Guirong commented: “Because of the droughts in the south, the output of rice was 7.8 tons per hectare, and that is 34.5 kilograms lower than the level last year.” He went on to explain how “structural adaptation”, which has featured decreased planting of high-yield corn and expanded growing of soybean, has also dampened the productivity per unit.
Gou Tianlai, a professor at Beijing University of Agriculture, said the larger and more lucrative vegetable-growing businesses in southern provinces also partly explain the shrinking growth of cereal crops.
The NBS data showed that 23 of the mainland’s 31 provincial regions registered growth in food production. Henan’s grain output increased by 2.45 million tons from the low base of last year, when the province was devastated by heavy rains and floods. While the Xinjiang Uygur and Inner Mongolia autonomous regions, and Shandong, Shanxi and Jilin provinces each saw an increase of more than 400,000 tons.
The upturn comes as China is racing to build high-standard farmland for large-scale mechanical farming. Authorities also showered farmers with 40 billion yuan (USD 5.7 billion) in subsidies to keep them from giving up growing rice, wheat and other less lucrative crops.

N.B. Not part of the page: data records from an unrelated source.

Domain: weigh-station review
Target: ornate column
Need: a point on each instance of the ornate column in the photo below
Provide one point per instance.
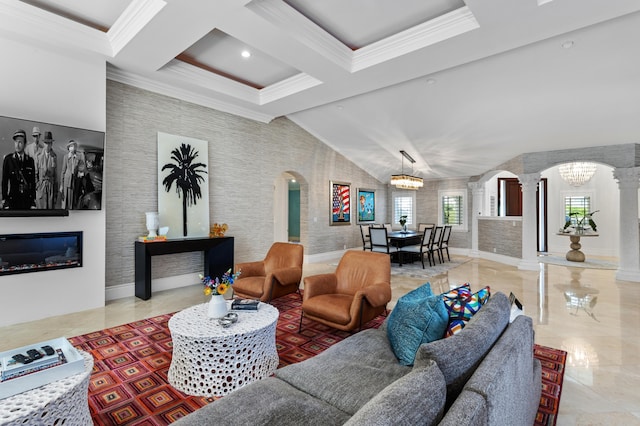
(477, 190)
(629, 268)
(529, 183)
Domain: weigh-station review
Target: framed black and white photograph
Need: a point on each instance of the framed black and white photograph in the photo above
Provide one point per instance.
(47, 167)
(183, 185)
(340, 203)
(366, 205)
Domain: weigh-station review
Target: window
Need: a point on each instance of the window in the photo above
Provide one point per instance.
(451, 210)
(404, 204)
(580, 204)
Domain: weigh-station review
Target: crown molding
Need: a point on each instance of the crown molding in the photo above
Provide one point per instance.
(32, 23)
(138, 14)
(116, 74)
(287, 87)
(426, 34)
(283, 16)
(184, 72)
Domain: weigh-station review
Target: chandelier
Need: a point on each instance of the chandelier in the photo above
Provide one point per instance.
(405, 181)
(577, 173)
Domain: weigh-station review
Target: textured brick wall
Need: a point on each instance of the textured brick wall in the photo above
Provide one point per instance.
(245, 159)
(503, 235)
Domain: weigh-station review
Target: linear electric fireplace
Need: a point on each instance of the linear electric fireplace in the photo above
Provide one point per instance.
(20, 253)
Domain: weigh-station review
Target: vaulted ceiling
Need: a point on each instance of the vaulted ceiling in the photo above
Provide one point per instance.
(461, 85)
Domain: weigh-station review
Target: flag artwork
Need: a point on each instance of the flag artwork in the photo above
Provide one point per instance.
(341, 206)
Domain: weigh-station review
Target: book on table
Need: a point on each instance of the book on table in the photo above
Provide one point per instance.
(11, 368)
(244, 305)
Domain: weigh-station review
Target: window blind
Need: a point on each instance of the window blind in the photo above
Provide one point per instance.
(452, 210)
(576, 204)
(403, 206)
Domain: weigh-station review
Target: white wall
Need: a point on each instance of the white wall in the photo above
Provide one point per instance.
(54, 88)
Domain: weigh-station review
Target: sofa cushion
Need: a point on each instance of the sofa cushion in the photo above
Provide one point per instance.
(268, 401)
(459, 355)
(511, 398)
(418, 317)
(348, 374)
(463, 307)
(417, 398)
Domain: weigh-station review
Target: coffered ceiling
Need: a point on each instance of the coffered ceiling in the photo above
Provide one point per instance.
(461, 85)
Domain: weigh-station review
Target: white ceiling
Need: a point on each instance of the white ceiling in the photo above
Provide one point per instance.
(462, 86)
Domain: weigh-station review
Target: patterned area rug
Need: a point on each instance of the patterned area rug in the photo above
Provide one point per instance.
(129, 386)
(553, 362)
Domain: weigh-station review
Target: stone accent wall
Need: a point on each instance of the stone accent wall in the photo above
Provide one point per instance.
(502, 234)
(245, 159)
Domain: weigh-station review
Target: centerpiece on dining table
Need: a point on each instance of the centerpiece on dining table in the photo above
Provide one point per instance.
(403, 223)
(216, 288)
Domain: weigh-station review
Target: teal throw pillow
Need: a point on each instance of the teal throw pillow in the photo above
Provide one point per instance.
(418, 317)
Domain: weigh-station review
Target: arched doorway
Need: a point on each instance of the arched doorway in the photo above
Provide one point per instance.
(288, 208)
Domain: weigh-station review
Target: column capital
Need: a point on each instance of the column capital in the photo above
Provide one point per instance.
(529, 181)
(628, 178)
(477, 188)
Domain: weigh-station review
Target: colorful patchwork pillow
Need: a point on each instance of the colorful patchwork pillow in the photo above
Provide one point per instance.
(461, 305)
(418, 317)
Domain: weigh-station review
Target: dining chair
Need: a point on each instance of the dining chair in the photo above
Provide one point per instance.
(366, 239)
(380, 242)
(444, 242)
(422, 248)
(434, 245)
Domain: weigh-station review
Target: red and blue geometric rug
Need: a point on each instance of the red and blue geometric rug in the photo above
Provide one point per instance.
(129, 386)
(553, 362)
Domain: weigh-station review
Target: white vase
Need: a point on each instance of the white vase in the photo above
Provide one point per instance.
(153, 222)
(217, 306)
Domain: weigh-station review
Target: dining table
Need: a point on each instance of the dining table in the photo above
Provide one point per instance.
(401, 239)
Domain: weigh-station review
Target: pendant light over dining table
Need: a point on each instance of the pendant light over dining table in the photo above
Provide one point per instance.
(577, 173)
(405, 181)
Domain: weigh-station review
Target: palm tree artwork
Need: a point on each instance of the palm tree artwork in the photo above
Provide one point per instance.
(187, 176)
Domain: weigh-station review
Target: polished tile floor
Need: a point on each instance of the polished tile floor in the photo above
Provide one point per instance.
(586, 312)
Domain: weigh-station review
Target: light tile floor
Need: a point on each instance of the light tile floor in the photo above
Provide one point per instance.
(586, 312)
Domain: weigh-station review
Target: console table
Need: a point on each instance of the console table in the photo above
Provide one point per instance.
(218, 257)
(575, 255)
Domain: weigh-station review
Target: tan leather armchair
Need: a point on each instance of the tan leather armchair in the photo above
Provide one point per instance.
(356, 293)
(277, 275)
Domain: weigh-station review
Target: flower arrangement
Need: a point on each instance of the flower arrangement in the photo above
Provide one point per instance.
(580, 224)
(219, 286)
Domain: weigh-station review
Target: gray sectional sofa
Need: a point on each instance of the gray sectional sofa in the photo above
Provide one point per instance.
(484, 375)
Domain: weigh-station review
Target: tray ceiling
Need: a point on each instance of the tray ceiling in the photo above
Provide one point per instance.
(462, 86)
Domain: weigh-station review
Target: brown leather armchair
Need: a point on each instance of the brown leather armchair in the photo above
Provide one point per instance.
(356, 293)
(277, 275)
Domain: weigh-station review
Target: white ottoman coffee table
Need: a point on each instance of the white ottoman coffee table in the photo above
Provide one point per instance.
(61, 402)
(210, 360)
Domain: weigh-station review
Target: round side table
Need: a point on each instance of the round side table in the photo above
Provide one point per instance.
(62, 402)
(210, 360)
(575, 255)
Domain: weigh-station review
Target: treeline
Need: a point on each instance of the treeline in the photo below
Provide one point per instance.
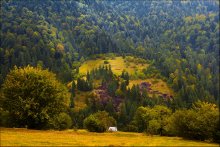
(181, 37)
(34, 98)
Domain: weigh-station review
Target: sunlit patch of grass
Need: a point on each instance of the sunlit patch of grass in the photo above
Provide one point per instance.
(117, 64)
(157, 85)
(25, 137)
(80, 100)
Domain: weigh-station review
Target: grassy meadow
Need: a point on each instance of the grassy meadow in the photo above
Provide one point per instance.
(118, 64)
(26, 137)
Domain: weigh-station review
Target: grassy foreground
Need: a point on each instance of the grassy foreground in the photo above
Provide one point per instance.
(25, 137)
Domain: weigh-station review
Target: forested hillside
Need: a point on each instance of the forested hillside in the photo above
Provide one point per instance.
(143, 66)
(181, 37)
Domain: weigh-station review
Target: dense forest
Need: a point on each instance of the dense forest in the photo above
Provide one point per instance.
(180, 38)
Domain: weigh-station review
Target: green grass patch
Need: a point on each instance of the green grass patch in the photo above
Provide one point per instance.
(118, 64)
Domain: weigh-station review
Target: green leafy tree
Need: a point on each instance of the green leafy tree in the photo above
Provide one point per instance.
(33, 97)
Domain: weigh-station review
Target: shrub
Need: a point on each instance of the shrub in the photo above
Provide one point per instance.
(106, 62)
(63, 121)
(32, 97)
(200, 122)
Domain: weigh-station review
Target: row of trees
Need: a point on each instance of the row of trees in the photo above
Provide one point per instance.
(182, 38)
(33, 98)
(200, 122)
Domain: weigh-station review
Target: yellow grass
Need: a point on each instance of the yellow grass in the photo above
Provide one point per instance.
(25, 137)
(79, 100)
(157, 84)
(118, 65)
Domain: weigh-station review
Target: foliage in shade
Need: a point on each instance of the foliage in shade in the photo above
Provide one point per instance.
(33, 97)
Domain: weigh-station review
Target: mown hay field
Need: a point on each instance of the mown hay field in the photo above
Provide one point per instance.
(26, 137)
(117, 64)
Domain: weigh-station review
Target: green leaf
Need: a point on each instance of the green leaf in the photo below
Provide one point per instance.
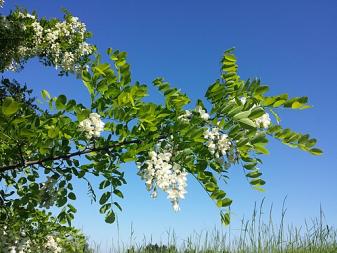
(224, 202)
(72, 196)
(316, 151)
(118, 193)
(110, 217)
(61, 102)
(10, 106)
(211, 187)
(261, 149)
(104, 198)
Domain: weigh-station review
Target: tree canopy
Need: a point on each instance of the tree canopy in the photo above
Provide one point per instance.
(43, 151)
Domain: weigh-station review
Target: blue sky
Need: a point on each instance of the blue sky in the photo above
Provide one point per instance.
(290, 45)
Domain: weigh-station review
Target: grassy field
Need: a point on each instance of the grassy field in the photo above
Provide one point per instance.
(254, 235)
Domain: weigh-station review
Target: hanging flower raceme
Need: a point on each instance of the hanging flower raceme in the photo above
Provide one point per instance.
(203, 114)
(218, 143)
(186, 117)
(62, 43)
(52, 245)
(92, 126)
(161, 171)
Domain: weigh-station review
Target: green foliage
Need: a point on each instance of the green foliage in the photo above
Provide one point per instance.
(39, 149)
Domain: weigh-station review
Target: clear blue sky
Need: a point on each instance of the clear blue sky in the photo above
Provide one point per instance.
(291, 45)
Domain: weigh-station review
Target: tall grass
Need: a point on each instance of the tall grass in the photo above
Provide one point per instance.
(255, 234)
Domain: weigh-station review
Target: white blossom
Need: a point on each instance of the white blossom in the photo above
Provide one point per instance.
(52, 245)
(186, 116)
(49, 42)
(92, 126)
(218, 143)
(264, 120)
(203, 114)
(161, 171)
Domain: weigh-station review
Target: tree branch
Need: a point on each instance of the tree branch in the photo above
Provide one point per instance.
(64, 157)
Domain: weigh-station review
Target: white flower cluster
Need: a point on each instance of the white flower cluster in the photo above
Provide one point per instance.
(13, 244)
(162, 172)
(203, 114)
(263, 120)
(54, 42)
(92, 126)
(218, 144)
(52, 245)
(21, 244)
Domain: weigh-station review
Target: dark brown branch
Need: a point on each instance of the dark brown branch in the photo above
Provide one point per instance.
(64, 157)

Prof Tianlai noted that large swaths of farmland used to be deserted in rural areas as a result of an exodus of younger farmers. The trend is set to reverse as large numbers of businesses have sprung up to provide professional “agricultural services” for farmers who do not want to or cannot till the land themselves.
“That helps integrate farmers into the modern agricultural system,” he explains.
Green efforts in China
In another positive announcement, China has revealed it is set to expand its use of organic fertilisers and cut that of chemical fertilisers to promote green agriculture. By 2025, the proportion of land with the use of organic fertilisers will be increased by more than 5%, according to plans from the Ministry of Agriculture and Rural Affairs.

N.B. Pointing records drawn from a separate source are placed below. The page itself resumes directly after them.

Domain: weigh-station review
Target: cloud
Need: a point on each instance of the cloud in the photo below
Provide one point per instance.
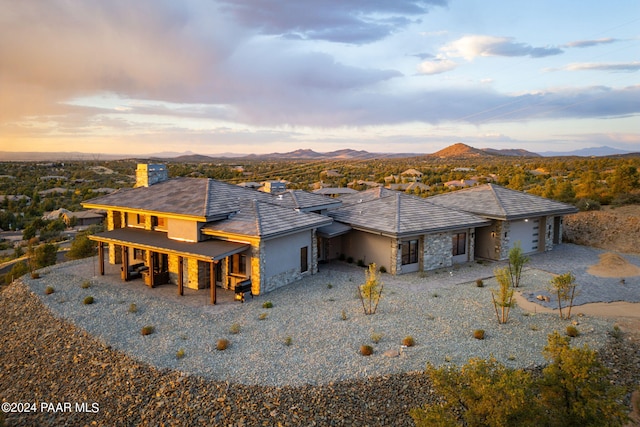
(590, 43)
(345, 21)
(470, 47)
(593, 66)
(436, 66)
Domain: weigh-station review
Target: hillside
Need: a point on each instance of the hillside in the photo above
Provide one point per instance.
(614, 229)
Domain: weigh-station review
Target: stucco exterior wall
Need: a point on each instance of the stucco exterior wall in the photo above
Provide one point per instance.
(178, 229)
(281, 260)
(369, 248)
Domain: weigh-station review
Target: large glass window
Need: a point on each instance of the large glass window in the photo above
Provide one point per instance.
(459, 246)
(238, 264)
(304, 263)
(409, 252)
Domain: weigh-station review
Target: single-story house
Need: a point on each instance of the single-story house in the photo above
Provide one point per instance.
(533, 221)
(401, 232)
(203, 233)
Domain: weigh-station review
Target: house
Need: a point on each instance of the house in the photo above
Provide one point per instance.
(515, 216)
(401, 232)
(202, 233)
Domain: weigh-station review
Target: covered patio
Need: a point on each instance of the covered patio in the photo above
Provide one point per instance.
(155, 249)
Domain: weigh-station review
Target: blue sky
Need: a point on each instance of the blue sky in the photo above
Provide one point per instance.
(262, 76)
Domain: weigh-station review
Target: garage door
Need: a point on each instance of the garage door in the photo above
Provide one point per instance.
(526, 232)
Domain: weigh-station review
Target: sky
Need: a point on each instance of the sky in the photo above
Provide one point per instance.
(265, 76)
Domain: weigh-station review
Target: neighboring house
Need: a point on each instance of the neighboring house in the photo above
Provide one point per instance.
(403, 233)
(411, 175)
(334, 191)
(515, 216)
(203, 233)
(461, 183)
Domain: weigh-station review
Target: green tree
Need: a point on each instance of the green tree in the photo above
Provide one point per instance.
(504, 298)
(564, 287)
(574, 389)
(481, 393)
(517, 260)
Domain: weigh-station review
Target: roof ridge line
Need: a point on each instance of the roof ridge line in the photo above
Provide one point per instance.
(498, 200)
(206, 198)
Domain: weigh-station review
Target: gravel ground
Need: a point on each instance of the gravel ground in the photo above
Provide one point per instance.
(45, 358)
(440, 310)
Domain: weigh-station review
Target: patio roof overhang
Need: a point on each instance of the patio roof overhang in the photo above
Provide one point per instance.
(208, 250)
(333, 230)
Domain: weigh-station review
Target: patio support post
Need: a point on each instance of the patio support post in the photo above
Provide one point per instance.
(212, 281)
(101, 257)
(125, 264)
(180, 274)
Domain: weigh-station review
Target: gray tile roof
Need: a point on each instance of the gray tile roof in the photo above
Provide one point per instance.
(305, 201)
(399, 214)
(204, 198)
(496, 202)
(256, 218)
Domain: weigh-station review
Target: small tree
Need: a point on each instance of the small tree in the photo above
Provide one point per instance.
(564, 286)
(504, 299)
(574, 389)
(517, 260)
(480, 393)
(371, 291)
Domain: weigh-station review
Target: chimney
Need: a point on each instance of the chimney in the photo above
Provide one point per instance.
(149, 174)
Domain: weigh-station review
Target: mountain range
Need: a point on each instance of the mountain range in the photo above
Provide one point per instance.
(455, 151)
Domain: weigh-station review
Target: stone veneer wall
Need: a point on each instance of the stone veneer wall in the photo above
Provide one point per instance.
(437, 251)
(502, 239)
(396, 257)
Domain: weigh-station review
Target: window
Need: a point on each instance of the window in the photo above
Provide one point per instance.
(409, 252)
(238, 264)
(304, 264)
(139, 254)
(459, 244)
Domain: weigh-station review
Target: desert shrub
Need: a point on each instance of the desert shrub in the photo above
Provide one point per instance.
(147, 330)
(504, 297)
(408, 341)
(222, 344)
(588, 205)
(375, 337)
(19, 269)
(517, 260)
(482, 393)
(564, 286)
(366, 350)
(616, 332)
(371, 291)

The intensity of chemical pesticides used on rice, wheat, corn and other major grain crops should be reduced by 5% compared with the 2016 to 2020 period, the ministry said.
In a bid to tackle excessive food packaging in the country, the Chinese government has also launched a strict draft standards which applies to fruit, meat, egg and seafood products. This is open to public comments until January 2023.
China began focusing on eradicating the use of excessive packaging to cut down on packaging waste in 2021 when festive foods such as dumplings and mooncakes were banned. It then went on to include several more food categories earlier this year including fresh foods and foods bought via e-commerce.